The British Journal of Psychiatry
Possible causes of catatonia in autistic spectrum disorders
R. Chaplin

I read with interest the paper by Wing & Shah (2000) on catatonia in autistic spectrum disorders. The authors quite correctly make the point that catatonia, although a useful clinical concept, is a description of a number of behaviours. However, they have not attempted to investigate the aetiology of catatonia in their sample of 40 patients. Three other possible causes for their observations spring to mind.

First, the onset of catatonic symptoms in adolescence or early adulthood, in this largely male sample, could be related to the development of schizophrenia, although it may be difficult to diagnose. It has presumably been excluded as no patients had first-rank symptoms according to the accounts of relatives or carers, although in Table 3 (p. 359), the heading “ bizarre/psychotic” catatonic manifestations were found in 40% of their patients. The fact that ‘Others had occasional visual hallucinations or paranoid ideas’ suggests that they may qualify for an additional diagnosis of schizophrenia according to the ICD-10 (World Health Organization, 1992). The authors have not specifically stated whether the patients had been assessed for a diagnosis of schizophrenia.

Although the patients may be difficult to interview on account of communication disorders or cognitive problems, nearly half did not have impaired language and the number of mute patients is not stated. Furthermore, 70% of the patients had a level of cognitive ability within the range from mild learning disability to average intellectual ability, not incompatible with a diagnosis of schizophrenia.

Second, the possible explanation for catatonic symptoms is the development of an affective disorder. In 13 of the 30 patients, precipitating factors included bereavement, pressure at school, lack of structure after leaving school and lack of occupation, which are more commonly associated with a depressive illness.

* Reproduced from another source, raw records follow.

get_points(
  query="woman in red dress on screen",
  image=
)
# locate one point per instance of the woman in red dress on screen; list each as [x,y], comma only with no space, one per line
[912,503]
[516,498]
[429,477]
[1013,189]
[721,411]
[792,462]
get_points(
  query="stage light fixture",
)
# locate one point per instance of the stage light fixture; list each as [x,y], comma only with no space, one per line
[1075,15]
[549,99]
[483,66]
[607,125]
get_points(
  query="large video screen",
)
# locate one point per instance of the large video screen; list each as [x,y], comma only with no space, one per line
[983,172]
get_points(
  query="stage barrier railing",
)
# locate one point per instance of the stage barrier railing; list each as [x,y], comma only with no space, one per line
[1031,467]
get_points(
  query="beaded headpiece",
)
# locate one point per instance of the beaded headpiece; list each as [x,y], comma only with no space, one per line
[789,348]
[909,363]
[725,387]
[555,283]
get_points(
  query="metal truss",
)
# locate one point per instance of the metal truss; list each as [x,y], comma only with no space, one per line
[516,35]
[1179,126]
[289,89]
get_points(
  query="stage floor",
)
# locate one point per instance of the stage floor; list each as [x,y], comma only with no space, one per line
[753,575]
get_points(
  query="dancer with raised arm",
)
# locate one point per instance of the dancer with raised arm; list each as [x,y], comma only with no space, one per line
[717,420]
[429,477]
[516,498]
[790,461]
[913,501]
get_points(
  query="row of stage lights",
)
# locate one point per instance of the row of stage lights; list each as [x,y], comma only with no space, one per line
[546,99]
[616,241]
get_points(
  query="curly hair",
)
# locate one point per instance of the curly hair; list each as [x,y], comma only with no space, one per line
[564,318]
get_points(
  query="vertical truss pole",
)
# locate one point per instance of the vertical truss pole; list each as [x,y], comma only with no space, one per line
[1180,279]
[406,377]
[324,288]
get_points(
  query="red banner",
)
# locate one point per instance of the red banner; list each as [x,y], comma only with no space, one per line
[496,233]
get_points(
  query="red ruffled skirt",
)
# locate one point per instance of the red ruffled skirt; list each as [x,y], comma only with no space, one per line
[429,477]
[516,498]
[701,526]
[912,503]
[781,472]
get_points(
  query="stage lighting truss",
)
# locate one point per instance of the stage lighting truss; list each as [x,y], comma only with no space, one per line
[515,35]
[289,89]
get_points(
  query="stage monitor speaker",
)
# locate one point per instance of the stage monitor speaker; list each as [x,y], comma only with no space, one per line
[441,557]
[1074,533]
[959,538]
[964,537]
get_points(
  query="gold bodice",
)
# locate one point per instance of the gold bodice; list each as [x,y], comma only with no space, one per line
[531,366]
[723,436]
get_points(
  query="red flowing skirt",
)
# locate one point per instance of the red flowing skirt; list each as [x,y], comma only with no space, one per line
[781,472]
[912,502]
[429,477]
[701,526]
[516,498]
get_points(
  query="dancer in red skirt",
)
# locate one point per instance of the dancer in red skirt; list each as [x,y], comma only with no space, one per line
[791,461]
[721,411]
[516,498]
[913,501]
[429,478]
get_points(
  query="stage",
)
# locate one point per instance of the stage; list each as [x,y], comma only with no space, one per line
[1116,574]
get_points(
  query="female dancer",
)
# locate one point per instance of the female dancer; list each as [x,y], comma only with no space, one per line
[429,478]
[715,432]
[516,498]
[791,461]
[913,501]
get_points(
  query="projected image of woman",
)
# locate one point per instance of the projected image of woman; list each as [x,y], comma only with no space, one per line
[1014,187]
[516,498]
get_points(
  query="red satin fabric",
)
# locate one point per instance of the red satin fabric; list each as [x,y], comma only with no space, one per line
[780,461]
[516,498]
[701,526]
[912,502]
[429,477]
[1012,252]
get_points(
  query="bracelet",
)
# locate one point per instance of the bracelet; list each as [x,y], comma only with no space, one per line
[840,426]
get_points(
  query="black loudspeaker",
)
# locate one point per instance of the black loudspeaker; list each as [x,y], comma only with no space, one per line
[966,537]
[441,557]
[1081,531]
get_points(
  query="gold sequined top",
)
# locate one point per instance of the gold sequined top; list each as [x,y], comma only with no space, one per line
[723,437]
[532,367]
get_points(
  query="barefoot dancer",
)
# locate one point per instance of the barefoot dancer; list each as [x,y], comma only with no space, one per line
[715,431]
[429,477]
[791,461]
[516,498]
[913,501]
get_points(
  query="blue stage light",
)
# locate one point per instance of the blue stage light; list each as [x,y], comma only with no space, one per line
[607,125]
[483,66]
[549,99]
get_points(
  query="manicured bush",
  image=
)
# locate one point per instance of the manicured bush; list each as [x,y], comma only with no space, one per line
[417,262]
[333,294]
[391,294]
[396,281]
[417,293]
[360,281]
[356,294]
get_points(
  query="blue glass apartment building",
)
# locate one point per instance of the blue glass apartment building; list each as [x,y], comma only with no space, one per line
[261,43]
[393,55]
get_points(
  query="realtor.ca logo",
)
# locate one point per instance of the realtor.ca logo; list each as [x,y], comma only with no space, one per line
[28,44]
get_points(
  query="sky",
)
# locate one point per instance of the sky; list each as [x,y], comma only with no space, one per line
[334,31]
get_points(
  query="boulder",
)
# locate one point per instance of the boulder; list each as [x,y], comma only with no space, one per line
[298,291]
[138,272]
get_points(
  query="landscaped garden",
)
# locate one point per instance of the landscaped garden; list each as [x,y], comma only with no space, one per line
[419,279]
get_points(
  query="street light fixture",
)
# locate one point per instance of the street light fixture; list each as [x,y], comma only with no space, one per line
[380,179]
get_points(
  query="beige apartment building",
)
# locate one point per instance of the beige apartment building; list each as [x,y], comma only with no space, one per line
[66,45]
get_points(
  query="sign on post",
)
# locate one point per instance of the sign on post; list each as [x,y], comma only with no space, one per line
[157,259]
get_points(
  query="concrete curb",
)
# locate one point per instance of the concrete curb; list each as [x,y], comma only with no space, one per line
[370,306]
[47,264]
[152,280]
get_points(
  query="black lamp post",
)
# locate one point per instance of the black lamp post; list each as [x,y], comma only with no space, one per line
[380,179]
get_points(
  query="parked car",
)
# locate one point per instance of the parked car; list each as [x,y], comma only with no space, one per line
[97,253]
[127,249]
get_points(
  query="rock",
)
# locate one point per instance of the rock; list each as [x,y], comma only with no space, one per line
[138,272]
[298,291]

Central to the diagnosis of catatonia are increased slowness, difficulty in initiating and completing actions and lack of motivation, among others, possibly symptoms of depression.

Third, and most importantly, catatonic symptoms may be difficult to distinguish from the extrapyramidal side-effects of antipsychotic drugs (American Psychiatric Association, 1992). In Wing & Shah's description of the criteria for catatonia, a secondary feature listed was “Parkinsonian features: tremor, eye-rolling, dystonia, odd stiff posture, freezing in postures, etc.”. Although the patients are fairly young, they are also a tertiary referral group and it is likely that they would have received other, previous treatments. Recent estimates of prescriptions of psychotropic medication to adolescents and adults with developmental disabilities vary from 12 to 40% (Connor & Posever, 1998). There was no record of previous treatment and, more specifically, a history of current or prior exposure to antipsychotics is omitted.

It is helpful to know that catatonia can complicate autistic spectrum disorders and that individuals who present with catatonia may have an undiagnosed autistic spectrum disorder. However, although recognition is necessary to institute appropriate management, this paper offers only limited help in this direction. There would have been a greater clinical impact if it had addressed the possible causes of catatonia or the other associated psychopathology. The study also raises the question of whether catatonia represents the expression of other, more common mental disorders in those with limited communication skills.


Authors' reply

Dr Chaplin notes that neither the possible causes nor the treatment of catatonia were discussed in our paper. As the Journal requires papers to be 3000-5000 words long, we decided to focus on the clinical picture of catatonia in autism and its prevalence. We have written and intend to publish a second paper dealing with causes and treatment and are grateful to Dr Chaplin for providing us with the opportunity to write a few more words on these subjects.

The individuals in the study had all been seen by one or more clinicians before the tertiary referral to Elliot House. During the course of the multiple assessments, possible underlying causes, including schizophrenia, depression, obsessive-compulsive disorder and identifiable brain pathology such as parkinsonism, would have been considered. These conditions, together with autistic spectrum disorders and catatonia, are defined and diagnosed only on history and clinical picture and there is overlap of clinical features among them all. In the individuals in our study, the developmental history and clinical picture, including the “bizarre/psychotic” behaviour in some people, fitted best with autistic spectrum disorders. We do not argue that psychiatric conditions, such as schizophrenia, cannot occur in association with autistic disorders. The point of our paper is that catatonia can occur as a complication of autistic spectrum disorders alone.

Twenty-one individuals in our study had received psychotropic medication for possible psychiatric conditions, and two people were treated with electroconvulsive therapy, all without useful effect on the catatonic features. The side-effects of neuroleptic medication were considered as possible causes of the catatonia. Of the 21 individuals who were medicated 10 were given drugs only after the onset of catatonia. The temporal relationships were difficult to establish for the other 11, but there was no clear evidence for cause and effect.

When considering aetiology, an important point is that many of the features described in discussions of catatonic phenomena are also characteristic of autistic disorders. This has interesting implications for the nature of autism and catatonia, and their relationship to each other and to other psychiatric conditions associated with impairments of motor function. This will be the subject of a separate paper.